Cuando las videocaseteras eran un lujo inaccesible, el refugio de los adolescentes ávidos de ampliar sus conocimientos sexuales por mano propia se hallaba en los cines de barrio. La cartelera porno ofrecía producciones estadounidenses y europeas con títulos muy explícitos a fin de mantener vivo el interés de su trajinada clientela.
A los filmes se sumaban shows en vivo en los que carnosas señoritas se despojaban de sus prendas con la ensayada sensualidad de quien vive atrapado por la rutina. El cine Olimpo de la Plaza Manco Cápac, devenido hoy en un supermercado de acceso restringido por causa de la pandemia, era uno de esos palacios ‘striptiseros’ que con la masificación del DVD se vio obligado a cambiar de giro.
Sorpresivamente, el virus, ese maldito enemigo invisible que nos mantiene aterrados en nuestras casas, ha impulsado el resurgimiento del striptease.

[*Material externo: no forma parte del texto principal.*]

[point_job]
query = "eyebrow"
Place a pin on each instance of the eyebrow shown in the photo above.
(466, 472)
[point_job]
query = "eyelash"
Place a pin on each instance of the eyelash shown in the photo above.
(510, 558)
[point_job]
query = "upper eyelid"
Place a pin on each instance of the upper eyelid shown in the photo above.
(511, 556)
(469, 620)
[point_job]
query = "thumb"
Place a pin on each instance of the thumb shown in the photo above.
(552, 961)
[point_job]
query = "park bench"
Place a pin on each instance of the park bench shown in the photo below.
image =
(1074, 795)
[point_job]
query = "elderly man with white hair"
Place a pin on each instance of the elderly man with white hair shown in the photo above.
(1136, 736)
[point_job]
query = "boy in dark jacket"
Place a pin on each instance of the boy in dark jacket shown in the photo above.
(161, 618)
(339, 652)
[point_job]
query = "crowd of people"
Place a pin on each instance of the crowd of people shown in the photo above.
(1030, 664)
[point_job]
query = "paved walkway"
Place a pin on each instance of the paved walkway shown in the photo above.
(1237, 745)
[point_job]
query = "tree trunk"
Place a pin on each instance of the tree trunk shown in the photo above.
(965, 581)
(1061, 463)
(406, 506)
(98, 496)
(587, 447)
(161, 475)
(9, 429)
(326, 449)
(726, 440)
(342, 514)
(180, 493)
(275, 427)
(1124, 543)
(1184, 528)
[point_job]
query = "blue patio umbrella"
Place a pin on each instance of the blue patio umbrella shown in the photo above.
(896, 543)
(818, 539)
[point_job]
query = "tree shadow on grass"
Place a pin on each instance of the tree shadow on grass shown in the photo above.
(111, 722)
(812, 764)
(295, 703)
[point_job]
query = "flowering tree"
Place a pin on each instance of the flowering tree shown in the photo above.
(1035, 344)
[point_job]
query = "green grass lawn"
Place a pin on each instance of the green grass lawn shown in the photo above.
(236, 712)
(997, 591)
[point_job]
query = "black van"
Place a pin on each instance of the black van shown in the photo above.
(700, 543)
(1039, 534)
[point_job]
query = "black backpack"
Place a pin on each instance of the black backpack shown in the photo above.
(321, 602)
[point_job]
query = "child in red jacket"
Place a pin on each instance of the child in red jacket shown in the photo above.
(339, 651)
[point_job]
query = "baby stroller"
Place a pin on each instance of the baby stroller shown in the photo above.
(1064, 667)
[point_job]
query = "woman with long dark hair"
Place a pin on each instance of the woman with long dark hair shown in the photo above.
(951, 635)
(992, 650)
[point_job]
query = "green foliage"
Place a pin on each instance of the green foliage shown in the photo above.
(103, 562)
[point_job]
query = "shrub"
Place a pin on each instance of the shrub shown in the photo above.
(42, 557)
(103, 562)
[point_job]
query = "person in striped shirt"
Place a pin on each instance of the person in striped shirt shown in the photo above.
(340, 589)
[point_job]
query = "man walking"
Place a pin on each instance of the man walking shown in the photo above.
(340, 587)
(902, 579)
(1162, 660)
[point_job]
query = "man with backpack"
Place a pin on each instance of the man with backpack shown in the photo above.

Pero acorde con los usos de la modernidad, no es más el espectáculo que se realizaba en un cine viejo, de asientos despanzurrados y música de vodevil.
Es un striptease de otro tipo y su escenario son las redes sociales. Con un post o un hilo de comentarios, el desnudista virtual se despoja de los ropajes con que vivió escondido y muestra, de forma descarnada, su verdadera catadura moral. ¿Cuál es? Esa que exige que los presos con COVID se mueran hacinados “porque no tienen derechos” o que esos a los que llama “caminantes” se regresen a sus tierras de donde, clama, nunca debieron salir.
Es un espectáculo chocante porque muchos de los ‘striptiseros’ de ocasión son amigos o conocidos, personas que parecían preocupadas por los demás, que llenaban sus redes con frases de superación o estampitas religiosas.
Se ha repetido mil veces que el nuevo coronavirus ha sacado lo mejor y lo peor de nosotros. Quien lo dijo tiene mucha razón.